4 is the new 40 in stockholm

My daughter is 4 now, has been for two months.  And, boy, do I feel old.

This was a magic line, turning 4.  All of a sudden, she is a kid, not a toddler.  She gives me lip, she says she loves me, she sighs, she sings long songs from memory, she draws two-page ocean scenes, and she remembers everything I say and calls me on it.

She just looks bigger, runs faster and gets bored in this floppy, whiny kid kind of way.

I had no idea 4 meant … this.  I suppose I thought it happened at 5, when I started kindergarten.

And suddenly I realize that I don’t have two very young children anymore, that I am two short years from not having small children at all.

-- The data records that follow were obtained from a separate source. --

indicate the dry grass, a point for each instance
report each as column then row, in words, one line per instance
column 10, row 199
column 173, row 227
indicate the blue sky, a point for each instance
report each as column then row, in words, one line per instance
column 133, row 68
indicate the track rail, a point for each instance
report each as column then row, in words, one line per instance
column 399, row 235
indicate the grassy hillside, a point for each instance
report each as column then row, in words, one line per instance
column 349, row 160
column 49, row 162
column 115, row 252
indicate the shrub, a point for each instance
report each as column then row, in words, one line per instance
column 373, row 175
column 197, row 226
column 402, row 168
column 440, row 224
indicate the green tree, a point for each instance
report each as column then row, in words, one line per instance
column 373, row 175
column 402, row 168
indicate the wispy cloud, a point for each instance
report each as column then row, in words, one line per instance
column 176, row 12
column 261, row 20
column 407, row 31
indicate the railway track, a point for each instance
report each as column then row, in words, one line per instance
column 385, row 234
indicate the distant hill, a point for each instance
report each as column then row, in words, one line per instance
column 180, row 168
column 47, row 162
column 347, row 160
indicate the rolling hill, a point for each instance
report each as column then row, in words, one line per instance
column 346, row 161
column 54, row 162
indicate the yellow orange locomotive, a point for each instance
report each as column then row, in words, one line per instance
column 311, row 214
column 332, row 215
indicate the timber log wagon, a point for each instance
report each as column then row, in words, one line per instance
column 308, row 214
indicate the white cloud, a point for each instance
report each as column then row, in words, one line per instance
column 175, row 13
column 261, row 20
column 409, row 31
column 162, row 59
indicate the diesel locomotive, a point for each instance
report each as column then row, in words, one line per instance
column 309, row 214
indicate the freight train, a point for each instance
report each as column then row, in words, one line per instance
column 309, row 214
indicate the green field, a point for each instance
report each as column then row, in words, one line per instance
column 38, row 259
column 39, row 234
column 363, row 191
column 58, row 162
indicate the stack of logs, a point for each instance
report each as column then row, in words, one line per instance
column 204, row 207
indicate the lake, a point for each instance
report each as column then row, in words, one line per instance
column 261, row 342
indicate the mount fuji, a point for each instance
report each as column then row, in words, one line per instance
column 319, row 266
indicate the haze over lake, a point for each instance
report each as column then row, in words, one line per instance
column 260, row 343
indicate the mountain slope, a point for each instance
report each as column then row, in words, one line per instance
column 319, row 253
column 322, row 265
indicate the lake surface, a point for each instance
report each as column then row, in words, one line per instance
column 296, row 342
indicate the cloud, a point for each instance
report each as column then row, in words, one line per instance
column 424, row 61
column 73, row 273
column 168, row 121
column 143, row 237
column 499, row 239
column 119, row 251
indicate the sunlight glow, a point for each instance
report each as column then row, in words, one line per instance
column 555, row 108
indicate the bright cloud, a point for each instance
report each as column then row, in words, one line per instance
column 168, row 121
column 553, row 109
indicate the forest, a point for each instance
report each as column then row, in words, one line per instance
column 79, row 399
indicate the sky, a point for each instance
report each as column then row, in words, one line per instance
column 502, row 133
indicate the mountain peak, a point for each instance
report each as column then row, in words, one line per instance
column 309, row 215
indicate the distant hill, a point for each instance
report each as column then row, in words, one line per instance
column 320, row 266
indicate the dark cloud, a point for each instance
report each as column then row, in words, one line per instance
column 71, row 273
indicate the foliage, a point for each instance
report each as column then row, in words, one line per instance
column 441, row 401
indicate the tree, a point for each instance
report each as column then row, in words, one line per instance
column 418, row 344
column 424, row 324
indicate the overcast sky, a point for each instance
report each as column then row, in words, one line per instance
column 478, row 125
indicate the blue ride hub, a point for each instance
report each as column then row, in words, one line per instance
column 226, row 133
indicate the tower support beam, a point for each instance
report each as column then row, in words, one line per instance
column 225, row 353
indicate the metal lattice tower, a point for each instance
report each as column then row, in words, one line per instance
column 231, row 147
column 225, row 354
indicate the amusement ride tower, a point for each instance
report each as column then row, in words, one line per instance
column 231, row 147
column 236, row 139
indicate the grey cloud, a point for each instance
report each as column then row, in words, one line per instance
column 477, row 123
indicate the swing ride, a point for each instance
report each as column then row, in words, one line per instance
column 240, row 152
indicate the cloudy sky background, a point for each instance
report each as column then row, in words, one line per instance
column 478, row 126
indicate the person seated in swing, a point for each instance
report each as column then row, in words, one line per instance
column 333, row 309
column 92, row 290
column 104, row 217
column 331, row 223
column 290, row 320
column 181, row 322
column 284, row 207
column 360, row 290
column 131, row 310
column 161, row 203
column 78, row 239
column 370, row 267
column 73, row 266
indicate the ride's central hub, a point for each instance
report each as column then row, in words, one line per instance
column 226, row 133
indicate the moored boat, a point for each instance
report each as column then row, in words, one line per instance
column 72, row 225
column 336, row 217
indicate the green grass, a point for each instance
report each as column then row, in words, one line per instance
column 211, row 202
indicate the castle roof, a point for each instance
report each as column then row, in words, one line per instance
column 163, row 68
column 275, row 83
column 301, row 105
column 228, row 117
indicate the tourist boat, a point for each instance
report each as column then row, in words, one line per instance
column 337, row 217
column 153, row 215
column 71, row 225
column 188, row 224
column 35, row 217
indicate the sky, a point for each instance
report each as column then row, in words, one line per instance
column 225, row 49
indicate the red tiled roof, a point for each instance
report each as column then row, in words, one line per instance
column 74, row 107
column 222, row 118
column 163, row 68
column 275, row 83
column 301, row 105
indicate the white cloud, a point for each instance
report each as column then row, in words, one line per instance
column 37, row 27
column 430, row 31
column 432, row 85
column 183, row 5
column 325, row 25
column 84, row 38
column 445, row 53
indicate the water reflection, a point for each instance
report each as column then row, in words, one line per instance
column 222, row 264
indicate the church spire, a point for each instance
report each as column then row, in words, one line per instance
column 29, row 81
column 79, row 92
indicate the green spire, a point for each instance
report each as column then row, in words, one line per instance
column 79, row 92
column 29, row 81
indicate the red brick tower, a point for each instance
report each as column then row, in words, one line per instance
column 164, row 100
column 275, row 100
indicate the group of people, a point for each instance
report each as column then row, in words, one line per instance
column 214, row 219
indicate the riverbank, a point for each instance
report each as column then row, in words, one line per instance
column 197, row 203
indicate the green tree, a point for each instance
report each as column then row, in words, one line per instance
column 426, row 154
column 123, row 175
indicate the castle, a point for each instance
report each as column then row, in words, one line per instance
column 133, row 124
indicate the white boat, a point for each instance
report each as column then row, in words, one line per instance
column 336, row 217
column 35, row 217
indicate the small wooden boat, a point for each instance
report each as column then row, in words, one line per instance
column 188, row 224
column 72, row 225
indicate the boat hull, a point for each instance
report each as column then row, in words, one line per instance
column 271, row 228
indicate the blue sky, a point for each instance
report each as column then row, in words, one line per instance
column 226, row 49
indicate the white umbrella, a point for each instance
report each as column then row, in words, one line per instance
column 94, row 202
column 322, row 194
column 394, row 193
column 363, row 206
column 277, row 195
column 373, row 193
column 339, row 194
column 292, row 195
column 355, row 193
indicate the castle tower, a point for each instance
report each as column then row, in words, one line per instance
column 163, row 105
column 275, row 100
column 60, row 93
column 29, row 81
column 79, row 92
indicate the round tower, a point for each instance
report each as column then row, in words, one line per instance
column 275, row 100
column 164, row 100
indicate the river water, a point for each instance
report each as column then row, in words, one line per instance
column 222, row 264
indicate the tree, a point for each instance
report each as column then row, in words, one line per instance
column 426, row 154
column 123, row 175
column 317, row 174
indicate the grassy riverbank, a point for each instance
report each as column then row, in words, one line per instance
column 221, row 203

And, as this blog proves quite clearly, I’ve built up quite the self-image around having small children.  That seems a natural conclusion of all this parental leave, all this time off, all this concrete commitment, which then just … ends.

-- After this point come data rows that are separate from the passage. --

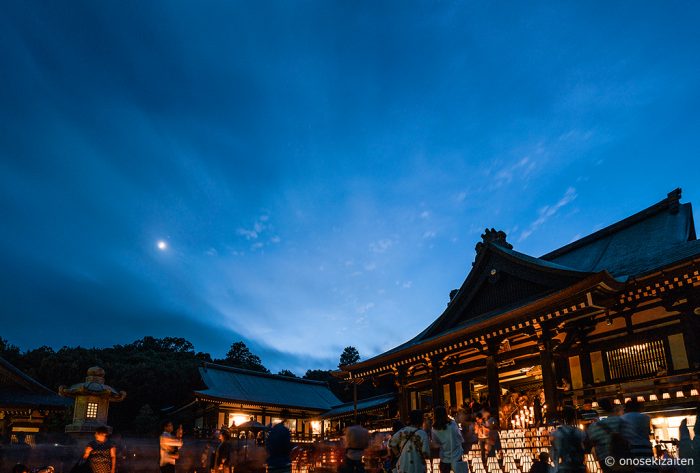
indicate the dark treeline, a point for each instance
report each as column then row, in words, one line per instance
column 158, row 374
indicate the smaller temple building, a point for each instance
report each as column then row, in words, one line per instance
column 375, row 413
column 92, row 399
column 24, row 404
column 235, row 396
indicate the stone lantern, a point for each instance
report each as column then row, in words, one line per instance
column 92, row 400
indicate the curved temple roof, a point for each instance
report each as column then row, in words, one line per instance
column 648, row 241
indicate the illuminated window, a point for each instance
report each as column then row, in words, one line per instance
column 91, row 410
column 634, row 361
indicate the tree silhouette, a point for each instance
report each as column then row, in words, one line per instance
column 240, row 356
column 349, row 356
column 287, row 373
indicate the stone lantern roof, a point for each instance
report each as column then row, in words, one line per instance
column 94, row 385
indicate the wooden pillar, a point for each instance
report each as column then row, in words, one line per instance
column 691, row 327
column 492, row 380
column 549, row 374
column 404, row 401
column 435, row 383
column 453, row 395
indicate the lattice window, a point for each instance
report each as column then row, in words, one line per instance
column 643, row 359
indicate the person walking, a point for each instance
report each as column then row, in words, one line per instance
column 169, row 447
column 447, row 436
column 638, row 436
column 222, row 459
column 411, row 445
column 568, row 452
column 608, row 439
column 356, row 441
column 482, row 433
column 100, row 455
column 541, row 464
column 279, row 447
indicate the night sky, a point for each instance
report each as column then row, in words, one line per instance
column 320, row 171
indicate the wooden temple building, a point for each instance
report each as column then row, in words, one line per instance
column 234, row 397
column 24, row 405
column 614, row 314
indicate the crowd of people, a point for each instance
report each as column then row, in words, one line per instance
column 619, row 438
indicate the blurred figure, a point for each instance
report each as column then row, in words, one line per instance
column 101, row 454
column 222, row 461
column 608, row 438
column 279, row 447
column 411, row 446
column 639, row 433
column 356, row 441
column 169, row 447
column 447, row 436
column 568, row 451
column 541, row 464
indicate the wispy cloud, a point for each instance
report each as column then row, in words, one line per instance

I could care less that I am 37, that 40, while not all that close, is now visible in the medium distance on a clear day.

But I do care about the start of elementary school (which in Sweden means technically 7 but really 6 since kids then go to a kindergarten type place, I gather).

What am I going to do with myself?  I just learned all these damn lullabies by heart!

One thought on “4 is the new 40 in stockholm

  1. Third baby? ; )

    I was just think how great it is that it took me 5 years to get the hang of it, and know I am finally all the things I wanted to be for a small kid. At least there is a new one coming in along in our family to enjoy it…if my attention span will hold.

    Though a fun home schooling dad I know in USA firmly holds 4 to 11 are the best years. When snorkeling with my five year old in Italy this year, I knew what he meant.